How ‘The Orville’ works better than ‘Star Trek: Discovery’
How Seth McFarlane's Sci-Fi comedy straddles the fence between comedy and heart
When the newest Star Trek series premiered in the fall, I was genuinely excited. Not because I am a Star Trek fan, but more so because of what a new Star Trek series might mean for America’s space program. (The Star Trek franchise has had a long history with the space program, beginning with JFK’s speech to put a man on the moon in May of 1961.)
Since the retirement of the space program, it seems we as a country have lost our desire to go to space. There is talk of going to Mars, but that’s all it feels like – talk. It is nowhere near as serious as it was in the ’60s when the USA was racing the Soviets to put a man in space.
So, I was excited for Star Trek: Discovery.
I hoped it would be the show to move us beyond our petty talk of walls, right and left, of us vs. them, Democrats against Republicans, Trump and his supporters vs. everyone else, etc. Although Star Trek: Discovery had a certifiable breakout star, Sonequa Martin-Green (of The Walking Dead fame), the show overall proved lackluster. It was partly hampered by CBS’ decision to put it on a platform for which you had to pay to watch the show. I was curious about it, but not curious enough to pay when there is so much available to watch for free.
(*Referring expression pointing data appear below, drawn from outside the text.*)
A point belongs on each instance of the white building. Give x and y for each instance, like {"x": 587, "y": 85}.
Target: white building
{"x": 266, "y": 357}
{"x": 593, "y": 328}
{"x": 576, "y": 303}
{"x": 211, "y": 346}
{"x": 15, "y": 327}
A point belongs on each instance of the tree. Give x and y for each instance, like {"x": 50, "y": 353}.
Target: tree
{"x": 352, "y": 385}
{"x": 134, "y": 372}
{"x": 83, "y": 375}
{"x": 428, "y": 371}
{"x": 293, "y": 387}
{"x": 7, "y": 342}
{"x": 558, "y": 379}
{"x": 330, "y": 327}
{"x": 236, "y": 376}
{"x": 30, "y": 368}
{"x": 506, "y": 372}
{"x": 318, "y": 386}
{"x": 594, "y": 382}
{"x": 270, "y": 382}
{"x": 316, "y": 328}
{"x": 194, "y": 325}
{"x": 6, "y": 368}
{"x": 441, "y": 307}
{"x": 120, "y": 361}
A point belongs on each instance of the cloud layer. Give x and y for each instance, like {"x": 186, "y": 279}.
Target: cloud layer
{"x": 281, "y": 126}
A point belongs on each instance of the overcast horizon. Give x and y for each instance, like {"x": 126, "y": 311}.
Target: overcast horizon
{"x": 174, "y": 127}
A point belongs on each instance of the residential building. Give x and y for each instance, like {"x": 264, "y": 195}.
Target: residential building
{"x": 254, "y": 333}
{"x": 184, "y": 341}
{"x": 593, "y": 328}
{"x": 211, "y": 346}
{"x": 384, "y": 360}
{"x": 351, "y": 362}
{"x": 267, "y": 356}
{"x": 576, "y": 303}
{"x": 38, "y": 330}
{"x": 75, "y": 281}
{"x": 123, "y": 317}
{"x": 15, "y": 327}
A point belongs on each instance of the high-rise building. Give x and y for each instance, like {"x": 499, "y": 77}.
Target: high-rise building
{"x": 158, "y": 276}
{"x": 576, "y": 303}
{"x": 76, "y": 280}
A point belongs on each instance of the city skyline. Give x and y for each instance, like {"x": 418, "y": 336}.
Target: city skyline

Therefore, that left the another TV show with a space setting…
Created and starring Seth MacFarlane, it looked to be a cross between The Family Guy and Star Trek: The Original Series (TOS). Much like Star Trek: Discovery, the first episode of The Orville didn’t quite live up to the expectations. However, while Star Trek: Discovery would charge its viewers to see more than the first episode, The Orville was free; and while Discovery would continue to prove lackluster, The Orville would find its footing.
The Orville was never as funny as The Family Guy, but that’s not what Seth McFarlane was going for. He wanted the show to have humor, but he also wanted it to have heart. Seth wanted it to have pathos, and he wanted this show to mean something. Like Star Trek: TOS, the crew is made up of different races and different species. Spock was the half human/half alien hybrid, but on the Orville, there are three fully different alien species who comprise the commanding officers on the bridge.
It is this inclusiveness and this spirit of togetherness that was the heart of all the Star Trek series, and it is also the heart of McFarlane’s The Orville. At the end of the day, McFarlane is the anti-Trump, so to speak. Instead of dividing us apart by inflating our differences, McFarlane wants to bring us together by reminding us what makes us all the same; and by reminding us that we are stronger when we look past our differences and work together.
Maybe The Orville won’t get us back into space, but maybe it will bring us all closer together, and for the moment, that might be more important.